Erano tutti veterani del mestiere, eppure applaudivano ogni cosa che vedevano e sentivano, come bambini al loro primo film. Era la sera del 21 dicembre 1937. A Hollywood, al Carthay Circle Theatre, i più famosi produttori e registi, i divi come Clark Gable, Carole Lombard, Judy Garland, Marlene Dietrich, Douglas Fairbanks, assistevano, in «prima» di gala, a «Biancaneve e i sette nani» di Walt Disney. Il record lo raggiunse Fairbanks, che era talmente entusiasta da applaudire anche quando sullo schermo non succedeva niente. E Disney dov'era?

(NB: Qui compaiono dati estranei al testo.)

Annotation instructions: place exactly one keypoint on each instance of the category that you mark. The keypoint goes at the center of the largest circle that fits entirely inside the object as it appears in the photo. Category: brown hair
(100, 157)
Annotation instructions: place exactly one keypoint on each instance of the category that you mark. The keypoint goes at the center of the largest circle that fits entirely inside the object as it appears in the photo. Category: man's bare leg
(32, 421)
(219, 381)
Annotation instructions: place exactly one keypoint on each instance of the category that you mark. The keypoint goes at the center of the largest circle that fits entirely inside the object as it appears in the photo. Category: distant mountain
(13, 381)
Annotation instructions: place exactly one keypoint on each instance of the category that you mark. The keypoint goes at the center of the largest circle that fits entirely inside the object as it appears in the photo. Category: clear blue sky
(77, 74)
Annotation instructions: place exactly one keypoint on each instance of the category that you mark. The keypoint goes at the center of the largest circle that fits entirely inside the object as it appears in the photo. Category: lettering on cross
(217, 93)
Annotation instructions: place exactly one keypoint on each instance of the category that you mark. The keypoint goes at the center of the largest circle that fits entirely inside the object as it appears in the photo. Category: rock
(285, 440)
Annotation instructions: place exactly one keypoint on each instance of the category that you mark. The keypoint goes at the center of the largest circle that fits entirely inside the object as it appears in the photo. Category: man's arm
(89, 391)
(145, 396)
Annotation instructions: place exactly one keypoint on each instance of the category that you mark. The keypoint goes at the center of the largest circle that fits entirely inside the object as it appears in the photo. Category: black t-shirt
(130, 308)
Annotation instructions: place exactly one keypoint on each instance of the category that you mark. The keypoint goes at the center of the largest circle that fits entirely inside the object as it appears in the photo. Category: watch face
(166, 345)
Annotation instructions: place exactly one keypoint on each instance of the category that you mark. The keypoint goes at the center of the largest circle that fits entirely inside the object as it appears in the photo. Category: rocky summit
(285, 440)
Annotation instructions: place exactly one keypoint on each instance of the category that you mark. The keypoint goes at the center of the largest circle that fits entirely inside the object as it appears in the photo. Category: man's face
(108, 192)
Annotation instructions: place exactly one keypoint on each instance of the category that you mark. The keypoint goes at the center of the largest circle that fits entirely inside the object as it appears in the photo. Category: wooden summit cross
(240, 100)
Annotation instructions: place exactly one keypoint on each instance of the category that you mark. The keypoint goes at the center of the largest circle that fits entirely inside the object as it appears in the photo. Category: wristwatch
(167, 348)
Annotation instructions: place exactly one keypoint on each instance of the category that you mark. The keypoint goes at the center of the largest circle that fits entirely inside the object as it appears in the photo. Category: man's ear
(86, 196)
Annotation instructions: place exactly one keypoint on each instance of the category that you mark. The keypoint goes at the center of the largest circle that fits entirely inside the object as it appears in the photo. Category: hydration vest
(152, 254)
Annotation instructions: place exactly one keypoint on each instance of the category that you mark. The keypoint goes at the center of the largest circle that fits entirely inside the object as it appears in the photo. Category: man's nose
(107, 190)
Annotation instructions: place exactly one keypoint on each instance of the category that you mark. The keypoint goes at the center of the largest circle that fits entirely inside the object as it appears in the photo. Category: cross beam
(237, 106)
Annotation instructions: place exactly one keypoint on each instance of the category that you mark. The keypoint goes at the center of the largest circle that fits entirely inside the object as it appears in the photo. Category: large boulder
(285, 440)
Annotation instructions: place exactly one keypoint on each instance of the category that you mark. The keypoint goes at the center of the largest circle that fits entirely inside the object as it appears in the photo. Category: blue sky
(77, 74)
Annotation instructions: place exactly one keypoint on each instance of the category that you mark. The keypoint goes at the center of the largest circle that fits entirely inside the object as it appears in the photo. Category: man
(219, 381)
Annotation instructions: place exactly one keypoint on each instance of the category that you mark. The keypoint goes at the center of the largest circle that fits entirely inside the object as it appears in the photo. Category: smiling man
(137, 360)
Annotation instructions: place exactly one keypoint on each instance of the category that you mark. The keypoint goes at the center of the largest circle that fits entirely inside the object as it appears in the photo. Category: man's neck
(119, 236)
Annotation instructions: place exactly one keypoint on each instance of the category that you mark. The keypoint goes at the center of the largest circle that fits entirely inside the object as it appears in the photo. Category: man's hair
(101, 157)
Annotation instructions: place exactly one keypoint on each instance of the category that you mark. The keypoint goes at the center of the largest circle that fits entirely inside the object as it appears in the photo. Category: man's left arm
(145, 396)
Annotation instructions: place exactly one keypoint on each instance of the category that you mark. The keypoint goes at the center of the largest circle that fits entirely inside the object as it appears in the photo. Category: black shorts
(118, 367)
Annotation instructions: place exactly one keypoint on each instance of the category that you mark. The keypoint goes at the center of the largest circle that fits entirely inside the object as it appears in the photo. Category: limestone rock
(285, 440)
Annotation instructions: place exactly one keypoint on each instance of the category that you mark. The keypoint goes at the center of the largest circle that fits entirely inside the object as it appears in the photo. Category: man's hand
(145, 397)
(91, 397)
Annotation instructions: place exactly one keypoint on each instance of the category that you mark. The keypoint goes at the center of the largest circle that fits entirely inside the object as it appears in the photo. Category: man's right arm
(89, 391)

Era fuori. Non riusciva a reggere l'emozione, e stava nell'atrio. La prima volta che sentì delle risate, mandò dentro un amico per capire “Questi ridono perché è comico, o ridono di noi?”, Fu meno emozionato mesi dopo, quando ritirò gli Oscar. Sì, «gli» Oscar: nell'occasione gliene diedero otto, uno normale per Biancaneve, e sette più piccoli, per i sette Nani.

«Biancaneve» era il primo lungometraggio a disegni animati americano. Fu un successone di quelli memorabili, tanto di critica quanto di pubblico. Nei soli Stati Uniti incassò, alla sua prima uscita, oltre 8 milioni di dollari; dollari d'anteguerra, non svalutati, e con i biglietti a venti centesimi. Fu immediatamente venduto all'estero, e a Parigi resse il cartellone per il tempo record di 31 settimane.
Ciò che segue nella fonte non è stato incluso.